Testing Event Store HA

Greg Young  |  07 July 2013

As we prepare to release Event Store 2.0.0 binaries (the source code was just merged to the master branch over on GitHub), we also will be opening up access to one of the test environments that we’ve been using for our commercial high availability clustered product, Event Store HA.

We get many questions asking how the clustered version behaves during network partitions and server failures – now you can see for yourself!

Photo showing Event Store nodes connected in a high availability configuration

The cluster in the picture above is now connected to the web to allow people to see a cluster in action, as well as some of the testing we perform on them. This particular cluster is running a power outage test (and has been for some time). We can also test network partitions both of which the cluster can easily handle.

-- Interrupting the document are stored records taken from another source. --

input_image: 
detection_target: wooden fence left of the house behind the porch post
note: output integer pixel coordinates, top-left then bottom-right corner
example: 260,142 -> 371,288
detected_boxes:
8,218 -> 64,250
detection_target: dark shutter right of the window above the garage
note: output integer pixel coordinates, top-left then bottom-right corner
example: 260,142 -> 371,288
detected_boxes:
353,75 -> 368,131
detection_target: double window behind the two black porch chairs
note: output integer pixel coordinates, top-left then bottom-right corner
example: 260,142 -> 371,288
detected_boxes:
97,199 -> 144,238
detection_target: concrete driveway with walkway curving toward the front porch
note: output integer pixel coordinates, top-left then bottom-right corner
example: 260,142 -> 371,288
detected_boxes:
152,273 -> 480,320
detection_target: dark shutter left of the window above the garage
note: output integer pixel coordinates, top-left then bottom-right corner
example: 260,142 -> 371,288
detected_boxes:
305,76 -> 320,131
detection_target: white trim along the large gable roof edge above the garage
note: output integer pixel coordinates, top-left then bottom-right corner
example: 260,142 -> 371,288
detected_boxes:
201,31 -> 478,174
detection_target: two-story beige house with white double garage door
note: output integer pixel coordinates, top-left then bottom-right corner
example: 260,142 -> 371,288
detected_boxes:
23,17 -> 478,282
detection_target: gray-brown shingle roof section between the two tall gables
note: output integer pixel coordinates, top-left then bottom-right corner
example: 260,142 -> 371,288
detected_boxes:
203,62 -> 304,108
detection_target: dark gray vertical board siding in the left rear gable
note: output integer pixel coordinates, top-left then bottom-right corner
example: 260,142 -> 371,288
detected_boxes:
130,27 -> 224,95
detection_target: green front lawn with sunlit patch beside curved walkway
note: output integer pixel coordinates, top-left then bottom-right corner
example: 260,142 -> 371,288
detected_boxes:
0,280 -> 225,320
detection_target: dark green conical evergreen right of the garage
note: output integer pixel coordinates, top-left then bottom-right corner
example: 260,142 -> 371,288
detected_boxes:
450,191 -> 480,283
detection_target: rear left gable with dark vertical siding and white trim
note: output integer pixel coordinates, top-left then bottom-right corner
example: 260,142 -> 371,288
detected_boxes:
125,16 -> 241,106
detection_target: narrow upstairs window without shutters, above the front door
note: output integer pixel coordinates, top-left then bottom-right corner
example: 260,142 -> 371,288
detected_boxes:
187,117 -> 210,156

We pull the power on a node programmatically using the device seen here:

Photo of a network-connected power distribution unit

Cutting the power as opposed to just killing the process is a very important test for any database, as it tests the true durability of the data (including all the liars like Intel 520 SSDs, or sneaky operating system caching!). It also helps ensure our cluster election logic works reliably and quickly.

The test brings up a running cluster, then pulls the power on a random node in that cluster. Within about 60 seconds the node will start rebooting as power returns (the nodes themselves wait for power to be sustained to prevent damage due to cycling power). The node will then start up and verify its data before rejoining the cluster. After about one second of a node rejoining the test will rinse and repeat.

As of now, this particular cluster (Event Store HA 2.0.0 running on Windows and .NET) does roughly 1,000 power pulls per day.

Would we be comfortable pulling power in production? Absolutely!